In early 1916, a frenzied group of fight promoters gathered in Barcelona to organize what promised to be a 'sensational encounter' between former world heavyweight champion Jack Johnson (the famous black fighter who was living in Europe, a fugitive from his native land because of charges of having violated the Mann Act) and Arthur Cravan, an outspoken, notoriously eccentric Englishman, who claimed not only to be a professional fighter, but also the nephew of Oscar Wilde. Posters were hung throughout the city to publicize the event. In the controversial match, which took place at the Plaza de Toros Monumental on Sunday afternoon, April 23, we can safely surmise that Cravan fought true to form, that is, leading more with his mouth than with his fists. After six rounds of what must have amounted to little more than a skillful demonstration of shadow boxing -  staged more for the benefit of a rolling camera than the disappointed audience - Johnson finally dropped Cravan with an upper-right/left-cross combination. Knockout or not, the audience smelled farce, and because of the guaranteed fifty-thousand-peseta purse, the next day the daily press proclaimed the fight 'The Great Swindle.'

For Johnson, it was just one more relatively uneventful 'ring contest,' as he called it, arranged for the benefit of his pocketbook.
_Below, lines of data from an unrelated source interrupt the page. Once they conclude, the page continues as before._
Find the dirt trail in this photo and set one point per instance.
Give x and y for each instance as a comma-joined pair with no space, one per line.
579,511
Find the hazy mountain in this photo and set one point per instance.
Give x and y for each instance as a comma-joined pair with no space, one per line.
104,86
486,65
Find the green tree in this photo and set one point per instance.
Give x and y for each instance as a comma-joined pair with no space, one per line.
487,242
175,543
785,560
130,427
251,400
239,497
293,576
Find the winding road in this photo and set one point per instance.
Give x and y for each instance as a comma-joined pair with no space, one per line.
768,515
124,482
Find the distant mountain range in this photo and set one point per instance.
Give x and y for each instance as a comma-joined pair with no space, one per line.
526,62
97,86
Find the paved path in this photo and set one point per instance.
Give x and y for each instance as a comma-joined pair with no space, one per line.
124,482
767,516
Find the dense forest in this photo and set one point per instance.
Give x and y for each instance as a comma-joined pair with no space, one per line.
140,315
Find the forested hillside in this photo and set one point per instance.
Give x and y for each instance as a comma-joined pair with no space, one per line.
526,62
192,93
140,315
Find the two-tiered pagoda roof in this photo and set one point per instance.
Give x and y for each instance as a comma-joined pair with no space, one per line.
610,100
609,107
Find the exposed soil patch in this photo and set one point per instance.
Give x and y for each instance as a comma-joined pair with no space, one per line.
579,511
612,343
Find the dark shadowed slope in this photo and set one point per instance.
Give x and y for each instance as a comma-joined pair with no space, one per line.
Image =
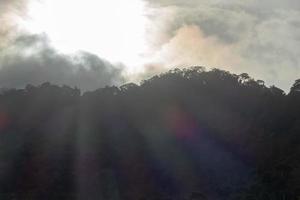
186,134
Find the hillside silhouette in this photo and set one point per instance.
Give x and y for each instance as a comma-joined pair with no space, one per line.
187,134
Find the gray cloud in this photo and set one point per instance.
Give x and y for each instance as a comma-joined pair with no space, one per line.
258,37
31,60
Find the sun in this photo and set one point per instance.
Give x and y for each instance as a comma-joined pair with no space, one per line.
112,29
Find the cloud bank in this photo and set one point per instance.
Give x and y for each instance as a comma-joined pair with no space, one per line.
30,59
258,37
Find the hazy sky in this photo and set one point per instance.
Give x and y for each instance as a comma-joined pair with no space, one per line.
130,40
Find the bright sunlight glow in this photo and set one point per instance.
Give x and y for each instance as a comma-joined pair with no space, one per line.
112,29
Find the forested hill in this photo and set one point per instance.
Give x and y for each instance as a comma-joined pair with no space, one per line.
186,134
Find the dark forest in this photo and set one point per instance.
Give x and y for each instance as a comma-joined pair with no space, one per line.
187,134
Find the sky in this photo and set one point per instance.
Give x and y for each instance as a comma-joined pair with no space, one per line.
93,43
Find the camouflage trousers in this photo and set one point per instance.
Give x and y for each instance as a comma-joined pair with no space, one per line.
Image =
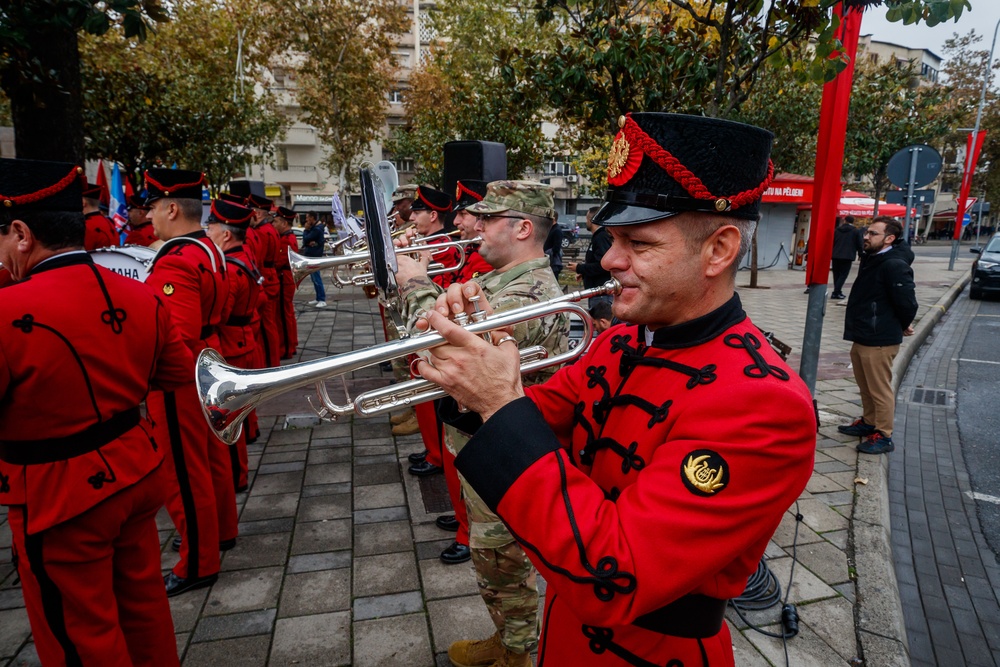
506,578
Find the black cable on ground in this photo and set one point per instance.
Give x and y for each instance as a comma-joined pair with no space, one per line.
763,591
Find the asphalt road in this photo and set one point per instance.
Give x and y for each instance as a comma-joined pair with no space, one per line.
978,400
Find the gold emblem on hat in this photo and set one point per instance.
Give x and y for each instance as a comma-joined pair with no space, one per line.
618,156
705,479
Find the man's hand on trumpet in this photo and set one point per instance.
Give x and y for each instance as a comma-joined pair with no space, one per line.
481,375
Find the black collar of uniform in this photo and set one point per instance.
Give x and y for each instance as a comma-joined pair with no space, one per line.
699,330
70,258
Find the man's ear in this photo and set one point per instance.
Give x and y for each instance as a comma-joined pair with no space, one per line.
720,250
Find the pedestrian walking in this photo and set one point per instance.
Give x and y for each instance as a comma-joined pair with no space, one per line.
880,311
847,247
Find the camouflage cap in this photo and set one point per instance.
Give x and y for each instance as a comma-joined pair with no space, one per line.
523,196
404,192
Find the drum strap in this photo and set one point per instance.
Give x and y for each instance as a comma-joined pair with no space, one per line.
183,240
50,450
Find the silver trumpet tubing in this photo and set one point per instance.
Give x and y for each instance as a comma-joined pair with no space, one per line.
228,393
346,265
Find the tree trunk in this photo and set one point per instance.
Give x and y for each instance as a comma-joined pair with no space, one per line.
48,124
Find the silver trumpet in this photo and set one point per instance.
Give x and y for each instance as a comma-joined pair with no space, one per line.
228,393
302,266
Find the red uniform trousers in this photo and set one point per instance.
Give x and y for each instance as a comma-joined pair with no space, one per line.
288,340
191,499
92,584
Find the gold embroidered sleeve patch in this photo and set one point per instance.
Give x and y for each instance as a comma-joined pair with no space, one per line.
704,472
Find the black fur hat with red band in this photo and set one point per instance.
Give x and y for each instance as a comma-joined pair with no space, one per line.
37,185
229,213
429,199
173,184
468,191
665,164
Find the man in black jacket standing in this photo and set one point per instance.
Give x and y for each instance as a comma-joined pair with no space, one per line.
590,269
880,311
847,246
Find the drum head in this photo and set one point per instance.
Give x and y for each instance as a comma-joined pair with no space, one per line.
382,253
131,261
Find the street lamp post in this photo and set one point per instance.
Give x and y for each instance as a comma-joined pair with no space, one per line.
975,138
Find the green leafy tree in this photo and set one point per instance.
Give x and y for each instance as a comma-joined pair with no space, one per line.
465,93
698,56
40,66
965,69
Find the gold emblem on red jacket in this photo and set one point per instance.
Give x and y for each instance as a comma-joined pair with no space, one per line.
705,473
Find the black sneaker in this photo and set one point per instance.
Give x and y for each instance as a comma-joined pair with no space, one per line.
858,428
876,443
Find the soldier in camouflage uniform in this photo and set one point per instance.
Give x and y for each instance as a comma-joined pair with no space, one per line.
513,219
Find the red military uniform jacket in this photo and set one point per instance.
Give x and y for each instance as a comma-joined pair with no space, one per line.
240,312
73,372
268,244
447,257
474,266
644,483
189,272
99,232
141,235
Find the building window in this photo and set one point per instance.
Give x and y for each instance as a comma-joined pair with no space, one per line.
404,165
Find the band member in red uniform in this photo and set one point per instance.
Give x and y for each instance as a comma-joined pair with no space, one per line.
227,227
665,458
265,246
288,330
83,480
189,274
100,230
140,230
430,212
467,193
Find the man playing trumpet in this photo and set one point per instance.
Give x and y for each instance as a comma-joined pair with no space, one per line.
513,221
645,480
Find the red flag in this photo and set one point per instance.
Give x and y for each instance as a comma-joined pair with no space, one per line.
102,182
963,193
830,152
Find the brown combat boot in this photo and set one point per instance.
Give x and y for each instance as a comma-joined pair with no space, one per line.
408,427
476,653
511,659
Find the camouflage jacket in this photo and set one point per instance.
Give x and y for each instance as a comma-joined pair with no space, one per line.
525,284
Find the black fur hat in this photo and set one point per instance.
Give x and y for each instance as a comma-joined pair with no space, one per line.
429,199
173,183
36,185
664,164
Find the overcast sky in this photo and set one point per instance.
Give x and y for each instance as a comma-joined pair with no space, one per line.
983,17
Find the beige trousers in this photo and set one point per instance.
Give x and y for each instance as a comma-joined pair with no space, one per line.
873,373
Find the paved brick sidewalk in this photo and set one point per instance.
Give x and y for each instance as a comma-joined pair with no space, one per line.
948,576
337,558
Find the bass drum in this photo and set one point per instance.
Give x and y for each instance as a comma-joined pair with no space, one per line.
131,261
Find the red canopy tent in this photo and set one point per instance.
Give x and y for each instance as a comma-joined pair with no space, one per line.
861,205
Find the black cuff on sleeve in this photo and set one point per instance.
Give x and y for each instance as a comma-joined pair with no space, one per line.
466,422
503,448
For Cravan, it was the main event in his tragically short life; two and one-half years later, at the age of thirty-one, he would disappear off the coast of Mexico, leaving behind only scant traces of a fascinating and adventurous life, one that stretched from the outback of Australia to the inner circle of vanguard artists and poets on both sides of the Atlantic.

Though he claimed to be a light-heavyweight champion (of something, somewhere) Cravan, according to Boxrec, had absolutely no competitive experience prior to the fight. Indeed, his official record notes  that he fought only three bouts: With Johnson (knocked out); against Frank Hoche (a draw, June 26, 1916); and against Jim Smith ("The Black Diamond" with only this fight to his credit) in Mexico City, September 15, 1918 (knocked out). With a record of no wins, two losses via knock-out, and a draw his only threat as a boxer was to his own safety.